Pierrot (Gilles) 1719
The most enigmatic of Watteau's paintings and the one most discussed by later critics. A large figure in the white silk costume of the commedia dell'arte character Pierrot stands frontally in the centre of the canvas, his arms hanging loosely at his sides, his face wearing an expression of almost total blankness. Behind and below him, on a slope, four smaller figures from the Italian comedy — a doctor, an actor in a black mask, a woman, a man on a donkey — cluster in lively conversation, seemingly ignoring him. Pierrot is at once the central figure of the painting and completely marginalised. The canvas is large — 184 by 150 centimetres — and hangs in the Louvre.

Gersaint's Shopsign 1721
Watteau's last major work, painted in eight days in the autumn of 1720 for his friend Gersaint's art dealership on the Pont Notre-Dame in Paris. It is a large horizontal canvas — 166 by 306 centimetres in total — showing the interior of the shop: customers examining paintings on the wall, a female figure kneeling to look at a painting being shown to her, and a packing crate on the floor into which a portrait of Louis XIV is being placed. The king, dead since 1715, is being packed away — the old order filed under miscellaneous. Watteau died seven months after painting it. It hangs in the Charlottenburg Palace in Berlin.

Italian Comedians 1720
A late work, probably one of the last canvases he completed before his health finally prevented sustained work. A cast of figures in theatrical costume — Pierrot, Harlequin, Mezzetin, a doctor, a scaramouche — stand on a stage taking their bow before a theatre curtain. The composition is more frontal and more theatrical than his fête galante paintings, closer to a cast portrait than a scene. The light falls from above, slightly theatrical. The figures look out at the viewer with varying degrees of invitation and resignation. It is one of the most concentrated summaries of his obsession with theatre as a condition rather than a subject.
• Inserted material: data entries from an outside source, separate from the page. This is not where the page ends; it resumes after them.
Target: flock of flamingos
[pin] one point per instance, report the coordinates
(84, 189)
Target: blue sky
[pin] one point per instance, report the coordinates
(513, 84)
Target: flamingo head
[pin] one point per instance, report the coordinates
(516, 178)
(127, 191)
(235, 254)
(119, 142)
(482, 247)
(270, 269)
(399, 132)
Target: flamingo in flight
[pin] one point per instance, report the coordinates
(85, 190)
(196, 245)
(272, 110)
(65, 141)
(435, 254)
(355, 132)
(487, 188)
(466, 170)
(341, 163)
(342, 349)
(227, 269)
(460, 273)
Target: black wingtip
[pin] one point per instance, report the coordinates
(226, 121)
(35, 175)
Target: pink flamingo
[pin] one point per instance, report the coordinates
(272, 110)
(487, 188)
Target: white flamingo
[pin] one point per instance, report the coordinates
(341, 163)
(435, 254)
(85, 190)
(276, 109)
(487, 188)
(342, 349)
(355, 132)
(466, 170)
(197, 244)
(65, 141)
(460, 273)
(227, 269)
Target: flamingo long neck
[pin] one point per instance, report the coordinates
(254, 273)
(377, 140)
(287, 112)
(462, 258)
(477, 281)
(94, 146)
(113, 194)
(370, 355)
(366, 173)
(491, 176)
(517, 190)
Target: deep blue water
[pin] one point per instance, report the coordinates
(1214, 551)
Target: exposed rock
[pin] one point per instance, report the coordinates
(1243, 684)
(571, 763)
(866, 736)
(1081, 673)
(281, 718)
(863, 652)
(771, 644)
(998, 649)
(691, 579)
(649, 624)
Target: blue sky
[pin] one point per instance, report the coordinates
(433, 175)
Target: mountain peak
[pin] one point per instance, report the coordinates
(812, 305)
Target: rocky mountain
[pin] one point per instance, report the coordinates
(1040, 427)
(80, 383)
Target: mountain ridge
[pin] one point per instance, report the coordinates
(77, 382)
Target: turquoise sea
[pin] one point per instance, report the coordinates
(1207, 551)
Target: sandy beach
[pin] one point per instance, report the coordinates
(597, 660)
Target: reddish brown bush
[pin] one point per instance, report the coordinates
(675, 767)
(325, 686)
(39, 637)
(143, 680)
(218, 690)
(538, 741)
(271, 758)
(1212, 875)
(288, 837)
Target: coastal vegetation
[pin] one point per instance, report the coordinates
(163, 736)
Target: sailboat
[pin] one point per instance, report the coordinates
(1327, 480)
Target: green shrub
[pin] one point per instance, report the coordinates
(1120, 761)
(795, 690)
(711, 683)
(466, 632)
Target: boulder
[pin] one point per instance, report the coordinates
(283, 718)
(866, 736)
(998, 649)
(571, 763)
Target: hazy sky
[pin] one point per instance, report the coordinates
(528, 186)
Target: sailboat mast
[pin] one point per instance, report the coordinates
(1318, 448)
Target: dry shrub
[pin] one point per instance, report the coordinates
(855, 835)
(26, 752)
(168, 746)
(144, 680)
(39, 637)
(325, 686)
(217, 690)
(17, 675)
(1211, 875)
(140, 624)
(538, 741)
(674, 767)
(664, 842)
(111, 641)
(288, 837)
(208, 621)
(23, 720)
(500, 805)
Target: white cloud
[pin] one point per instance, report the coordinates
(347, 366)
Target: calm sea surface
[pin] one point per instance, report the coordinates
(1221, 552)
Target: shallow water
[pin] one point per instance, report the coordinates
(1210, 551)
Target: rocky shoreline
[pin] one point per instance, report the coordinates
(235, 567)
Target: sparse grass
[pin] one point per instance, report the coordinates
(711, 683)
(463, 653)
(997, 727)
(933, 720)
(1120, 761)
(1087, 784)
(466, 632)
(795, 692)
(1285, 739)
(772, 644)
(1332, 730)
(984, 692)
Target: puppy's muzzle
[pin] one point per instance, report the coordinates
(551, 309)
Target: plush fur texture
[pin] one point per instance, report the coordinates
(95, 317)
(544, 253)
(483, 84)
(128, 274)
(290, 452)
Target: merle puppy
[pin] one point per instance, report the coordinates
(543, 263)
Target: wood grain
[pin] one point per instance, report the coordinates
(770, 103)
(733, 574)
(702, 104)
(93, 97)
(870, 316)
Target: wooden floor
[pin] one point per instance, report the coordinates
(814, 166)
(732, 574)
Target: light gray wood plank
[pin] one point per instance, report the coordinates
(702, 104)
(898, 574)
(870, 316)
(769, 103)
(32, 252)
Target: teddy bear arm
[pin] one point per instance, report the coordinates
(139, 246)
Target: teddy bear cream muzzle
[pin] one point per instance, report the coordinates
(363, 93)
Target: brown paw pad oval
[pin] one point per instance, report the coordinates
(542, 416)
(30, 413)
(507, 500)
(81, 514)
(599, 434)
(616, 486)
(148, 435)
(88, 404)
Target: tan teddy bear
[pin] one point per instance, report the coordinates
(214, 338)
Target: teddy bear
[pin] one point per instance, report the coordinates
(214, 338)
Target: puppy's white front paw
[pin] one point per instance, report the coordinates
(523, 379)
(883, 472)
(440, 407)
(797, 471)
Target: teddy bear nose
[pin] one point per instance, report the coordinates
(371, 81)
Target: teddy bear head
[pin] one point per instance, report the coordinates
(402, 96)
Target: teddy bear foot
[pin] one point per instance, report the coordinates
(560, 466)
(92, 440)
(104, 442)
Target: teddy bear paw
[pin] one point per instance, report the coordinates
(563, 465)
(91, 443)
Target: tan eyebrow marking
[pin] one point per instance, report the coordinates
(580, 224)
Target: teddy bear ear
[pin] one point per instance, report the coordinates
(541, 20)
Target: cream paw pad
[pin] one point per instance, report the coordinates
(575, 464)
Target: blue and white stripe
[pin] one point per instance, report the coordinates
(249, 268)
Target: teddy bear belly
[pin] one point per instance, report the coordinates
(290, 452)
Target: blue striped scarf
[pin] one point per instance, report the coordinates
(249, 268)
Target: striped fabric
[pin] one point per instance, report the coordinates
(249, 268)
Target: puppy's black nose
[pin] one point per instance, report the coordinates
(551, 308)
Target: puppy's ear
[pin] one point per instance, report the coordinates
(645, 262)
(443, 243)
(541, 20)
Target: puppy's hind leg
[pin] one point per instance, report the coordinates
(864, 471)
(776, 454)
The Pleasures of the Ball 1714
An early and unusually large work — 52 by 65 centimetres — showing an outdoor festivity in the colonnaded courtyard of an imaginary palace. Figures in silk damask and plumed hats dance, converse, and observe. The setting is more architectural than in most of his mature work, the columns clearly inspired by Rubens's decorative backgrounds. A musician plays at the right; couples drift through the middle ground. The painting already shows Watteau's characteristic handling of silk — the white, rose, and gold of the women's dresses each rendered with a different brushstroke pattern — and his ability to construct a large multi-figure scene without ever giving it a narrative.